Scallion rice cakes, fat patties crisped on the outside and almost creamy within, were nestled in a bright, spicy sauce of red peppers and onions. They tasted very much like Italian risotto cakes, yet the ingredients - from the short-grain rice bought in Chinatown to the red chile-inspired sauce - are Asian. The delicate aroma of tea-smoked chicken speaks of the Chinese classic but was actually soaked in tea and soy, Nathan said in a phone interview, and then lightly smoked on a grill, a most Western interpretation.

Nathan, a Brookline native who had cooked at Pomodoro and earlier at Salamander, said his training is in Mediterranean food. Finding a path to an Asian menu, Nathan said, consists of "staying kind of simple, trying to make the flavors identifiable."

The entrees, called "big plates" on the menu, were presented in a Western manner, including starch and vegetables along with protein. I liked both a smoky-tasting grilled pork loin glazed with hoisin, and excellent rich, meaty short ribs flavored with sweet-sour tamarind sauce. However, these entrees were hardly simple, jumbling an extravagance of ingredients, plates in need of editing.
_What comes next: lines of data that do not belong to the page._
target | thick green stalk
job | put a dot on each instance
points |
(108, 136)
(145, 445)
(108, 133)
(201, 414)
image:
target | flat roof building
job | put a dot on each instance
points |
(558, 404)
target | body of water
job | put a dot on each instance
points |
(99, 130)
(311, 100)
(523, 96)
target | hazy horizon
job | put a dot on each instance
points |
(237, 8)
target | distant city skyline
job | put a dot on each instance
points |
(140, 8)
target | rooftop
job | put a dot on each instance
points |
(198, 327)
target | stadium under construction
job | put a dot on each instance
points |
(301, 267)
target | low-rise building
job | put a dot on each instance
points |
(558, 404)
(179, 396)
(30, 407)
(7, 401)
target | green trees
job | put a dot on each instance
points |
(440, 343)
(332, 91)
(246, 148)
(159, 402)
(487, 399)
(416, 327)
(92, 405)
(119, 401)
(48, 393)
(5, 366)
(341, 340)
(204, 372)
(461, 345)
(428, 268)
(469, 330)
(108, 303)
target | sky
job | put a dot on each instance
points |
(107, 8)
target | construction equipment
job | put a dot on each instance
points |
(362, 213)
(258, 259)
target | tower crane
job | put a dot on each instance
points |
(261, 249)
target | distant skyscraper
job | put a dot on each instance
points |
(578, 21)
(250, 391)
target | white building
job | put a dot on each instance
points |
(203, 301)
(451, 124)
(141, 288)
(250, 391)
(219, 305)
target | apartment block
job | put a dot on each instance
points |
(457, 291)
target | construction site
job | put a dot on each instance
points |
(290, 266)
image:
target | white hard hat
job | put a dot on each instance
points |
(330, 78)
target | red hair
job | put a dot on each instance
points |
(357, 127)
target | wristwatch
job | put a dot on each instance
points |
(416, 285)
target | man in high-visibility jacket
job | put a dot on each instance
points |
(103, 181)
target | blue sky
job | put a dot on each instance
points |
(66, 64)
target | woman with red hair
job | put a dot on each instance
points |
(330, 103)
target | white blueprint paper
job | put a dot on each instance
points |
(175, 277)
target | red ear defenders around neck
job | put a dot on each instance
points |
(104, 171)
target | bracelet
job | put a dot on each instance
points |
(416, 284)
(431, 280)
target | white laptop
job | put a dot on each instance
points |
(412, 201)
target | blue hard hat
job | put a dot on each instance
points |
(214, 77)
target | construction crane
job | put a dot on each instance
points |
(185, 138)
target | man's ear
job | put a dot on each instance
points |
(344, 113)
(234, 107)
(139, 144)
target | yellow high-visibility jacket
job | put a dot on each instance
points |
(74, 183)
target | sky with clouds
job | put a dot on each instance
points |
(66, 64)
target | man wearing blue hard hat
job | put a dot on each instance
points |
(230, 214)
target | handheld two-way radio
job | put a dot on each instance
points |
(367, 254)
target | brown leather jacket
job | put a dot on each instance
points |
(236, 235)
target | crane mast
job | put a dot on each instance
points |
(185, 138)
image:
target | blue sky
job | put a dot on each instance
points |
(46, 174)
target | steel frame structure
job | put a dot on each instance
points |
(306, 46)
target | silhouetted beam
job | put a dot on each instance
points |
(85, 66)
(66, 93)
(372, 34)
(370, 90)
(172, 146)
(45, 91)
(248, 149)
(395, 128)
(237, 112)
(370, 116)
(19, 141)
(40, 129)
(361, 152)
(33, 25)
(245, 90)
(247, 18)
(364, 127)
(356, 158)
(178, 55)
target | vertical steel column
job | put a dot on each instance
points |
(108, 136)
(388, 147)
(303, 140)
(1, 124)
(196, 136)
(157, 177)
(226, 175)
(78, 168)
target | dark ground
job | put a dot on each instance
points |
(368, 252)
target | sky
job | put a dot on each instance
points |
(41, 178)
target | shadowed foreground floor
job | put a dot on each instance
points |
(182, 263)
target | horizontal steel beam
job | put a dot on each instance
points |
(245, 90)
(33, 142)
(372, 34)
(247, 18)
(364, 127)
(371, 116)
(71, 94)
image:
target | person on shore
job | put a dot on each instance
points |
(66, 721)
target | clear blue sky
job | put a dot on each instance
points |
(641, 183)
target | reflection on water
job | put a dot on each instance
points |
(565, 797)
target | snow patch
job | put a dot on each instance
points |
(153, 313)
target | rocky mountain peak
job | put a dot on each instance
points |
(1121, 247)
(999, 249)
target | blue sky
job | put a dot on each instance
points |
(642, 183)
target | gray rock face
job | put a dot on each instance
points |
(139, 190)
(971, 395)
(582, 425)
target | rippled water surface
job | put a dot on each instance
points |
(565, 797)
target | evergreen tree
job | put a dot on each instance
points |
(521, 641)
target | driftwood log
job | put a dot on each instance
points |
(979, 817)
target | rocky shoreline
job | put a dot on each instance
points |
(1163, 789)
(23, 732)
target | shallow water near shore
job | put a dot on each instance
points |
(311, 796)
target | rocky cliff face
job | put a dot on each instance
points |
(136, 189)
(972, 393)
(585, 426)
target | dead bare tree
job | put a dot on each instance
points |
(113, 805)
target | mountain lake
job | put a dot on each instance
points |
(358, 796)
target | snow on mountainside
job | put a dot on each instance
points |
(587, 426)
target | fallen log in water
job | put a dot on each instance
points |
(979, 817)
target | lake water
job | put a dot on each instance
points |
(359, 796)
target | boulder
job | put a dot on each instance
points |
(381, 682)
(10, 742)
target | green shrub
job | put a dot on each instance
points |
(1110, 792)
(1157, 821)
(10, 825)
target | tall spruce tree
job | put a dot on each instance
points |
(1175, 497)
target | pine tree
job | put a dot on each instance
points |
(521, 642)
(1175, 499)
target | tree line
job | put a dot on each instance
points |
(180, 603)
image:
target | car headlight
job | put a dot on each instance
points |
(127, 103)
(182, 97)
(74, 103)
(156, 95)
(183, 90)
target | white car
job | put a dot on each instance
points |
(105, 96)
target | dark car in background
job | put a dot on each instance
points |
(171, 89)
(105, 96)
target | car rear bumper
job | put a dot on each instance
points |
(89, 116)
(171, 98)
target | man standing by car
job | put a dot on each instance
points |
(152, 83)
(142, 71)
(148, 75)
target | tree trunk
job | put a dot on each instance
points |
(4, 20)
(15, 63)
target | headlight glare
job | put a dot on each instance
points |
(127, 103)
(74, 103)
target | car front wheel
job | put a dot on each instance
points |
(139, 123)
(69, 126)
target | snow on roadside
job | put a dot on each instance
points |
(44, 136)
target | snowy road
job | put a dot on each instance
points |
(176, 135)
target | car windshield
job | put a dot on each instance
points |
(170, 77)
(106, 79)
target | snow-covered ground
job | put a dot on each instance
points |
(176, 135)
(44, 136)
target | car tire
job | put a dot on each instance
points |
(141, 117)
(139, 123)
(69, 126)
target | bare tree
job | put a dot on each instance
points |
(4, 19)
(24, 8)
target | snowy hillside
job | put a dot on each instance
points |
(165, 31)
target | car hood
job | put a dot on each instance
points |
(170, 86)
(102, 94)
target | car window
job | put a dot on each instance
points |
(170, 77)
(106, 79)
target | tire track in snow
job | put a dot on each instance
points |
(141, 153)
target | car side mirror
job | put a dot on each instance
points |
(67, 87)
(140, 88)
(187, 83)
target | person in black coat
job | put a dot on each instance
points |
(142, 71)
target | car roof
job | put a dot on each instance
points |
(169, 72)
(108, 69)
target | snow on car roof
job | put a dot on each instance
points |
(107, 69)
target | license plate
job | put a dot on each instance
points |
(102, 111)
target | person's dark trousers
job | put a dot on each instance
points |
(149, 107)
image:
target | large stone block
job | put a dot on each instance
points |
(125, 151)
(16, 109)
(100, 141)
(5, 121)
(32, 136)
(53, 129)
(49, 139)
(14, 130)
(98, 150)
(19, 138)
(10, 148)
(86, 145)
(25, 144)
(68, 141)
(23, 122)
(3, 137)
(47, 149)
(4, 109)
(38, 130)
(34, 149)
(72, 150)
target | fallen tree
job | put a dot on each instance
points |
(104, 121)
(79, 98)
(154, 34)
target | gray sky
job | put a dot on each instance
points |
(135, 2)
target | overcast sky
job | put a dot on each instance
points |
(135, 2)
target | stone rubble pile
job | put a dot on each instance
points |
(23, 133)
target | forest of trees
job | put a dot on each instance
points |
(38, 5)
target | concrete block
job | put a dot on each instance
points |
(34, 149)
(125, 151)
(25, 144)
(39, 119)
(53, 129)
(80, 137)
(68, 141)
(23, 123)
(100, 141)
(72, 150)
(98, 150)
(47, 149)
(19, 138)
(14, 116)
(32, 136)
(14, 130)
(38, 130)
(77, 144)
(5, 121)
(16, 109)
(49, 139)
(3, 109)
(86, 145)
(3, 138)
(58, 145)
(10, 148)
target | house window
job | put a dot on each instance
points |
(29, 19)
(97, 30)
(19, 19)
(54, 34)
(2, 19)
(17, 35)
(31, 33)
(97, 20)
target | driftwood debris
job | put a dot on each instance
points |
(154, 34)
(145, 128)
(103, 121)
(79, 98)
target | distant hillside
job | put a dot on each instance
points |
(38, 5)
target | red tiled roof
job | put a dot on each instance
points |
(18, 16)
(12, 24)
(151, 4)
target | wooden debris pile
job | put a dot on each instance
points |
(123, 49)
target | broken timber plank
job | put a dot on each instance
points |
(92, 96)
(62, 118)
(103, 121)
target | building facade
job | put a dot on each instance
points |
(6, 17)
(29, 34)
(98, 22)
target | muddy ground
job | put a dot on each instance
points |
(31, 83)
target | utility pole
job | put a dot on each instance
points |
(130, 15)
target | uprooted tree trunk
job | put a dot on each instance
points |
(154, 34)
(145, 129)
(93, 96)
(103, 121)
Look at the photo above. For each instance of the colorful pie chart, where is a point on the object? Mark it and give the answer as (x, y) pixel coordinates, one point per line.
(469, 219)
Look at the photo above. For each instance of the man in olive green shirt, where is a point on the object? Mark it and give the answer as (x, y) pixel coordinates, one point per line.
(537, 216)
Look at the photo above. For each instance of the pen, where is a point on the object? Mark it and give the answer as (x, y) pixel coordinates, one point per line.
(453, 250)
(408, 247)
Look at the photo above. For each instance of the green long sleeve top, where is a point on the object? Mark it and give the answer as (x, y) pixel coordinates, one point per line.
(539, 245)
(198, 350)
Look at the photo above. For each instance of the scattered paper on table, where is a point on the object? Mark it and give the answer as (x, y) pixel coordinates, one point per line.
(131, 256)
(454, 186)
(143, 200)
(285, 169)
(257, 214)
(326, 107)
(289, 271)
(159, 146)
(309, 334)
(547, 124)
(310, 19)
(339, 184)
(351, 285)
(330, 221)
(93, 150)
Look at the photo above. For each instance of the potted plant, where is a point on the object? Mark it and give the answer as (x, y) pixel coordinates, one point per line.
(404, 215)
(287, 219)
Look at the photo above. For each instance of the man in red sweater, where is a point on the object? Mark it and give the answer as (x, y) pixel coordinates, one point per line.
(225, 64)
The fish dishes more closely followed Nathan's idea. Served recently as a special appetizer, baby red snapper, flash-fried to a crispy exterior, exemplifies his approach. The dish is simple and beautiful; the fish is moist and tastes just of itself. Underneath is a stripped-down version of a red chili sauce, thin but spicy, clear-hued, bracing against the fish and a small salad of daikon radish and watercress, but not at all oily or heavy. A small whole bass, perfectly steamed, in a lemongrass-ginger broth, was a more extravagantly garnished version of the classic centerpiece of many a Chinatown restaurant.

The major misstep in flavoring was a heavy reliance on salt. Stirfried rice with Chinese ham, shrimp, and peas got most of its salty flavor from the ham, and was very good. But egg drop soup with shiitake mushrooms was much too salty. And, although my party gravitated immediately to spring rolls with shrimp and a Chinese cabbage slaw, surely the appetizer of the '90s, these proved to be inedible. Salt was the culprit.

Bok Choy manages a short list of pleasing desserts, French-inspired, not Asian, that complement the food. Lemon curd and whipped cream tartlets on a plate garnished with fruit add a tangy note to the end of a meal. The sorbets, from a distinctive orange to a mild Asian pear to a delicious clove-scented tea flavor, also smoothed out the meal.

Bok Choy has been open since October, but didn't obtain a liquor license transfer until February. The place seems a little dispirited - unlike Carew's other places. The menus are limp, the booths cramped, and some of the benches are really uncomfortable.

The staff, which ranged from fine in service to slow and unsure, can't seem to decide whether or not to offer tea at the beginning of the meal, Chinese-restaurant-style. They should forget about it; although the teapots and cups are pretty, there's no room on the smallish tables for the tea service and the large plates. In these days of heavy reliance on credit cards, the "cash-only" policy is another drawback, requiring the customer to remember to pack enough currency. Eventually, it must cut into the amount spent.

However, the food is quite good, there's a comfy sitting area in the front of the room with a Chinese board game and deep couches, and it's a fun spot in this diverse and restaurant-rich neighborhood.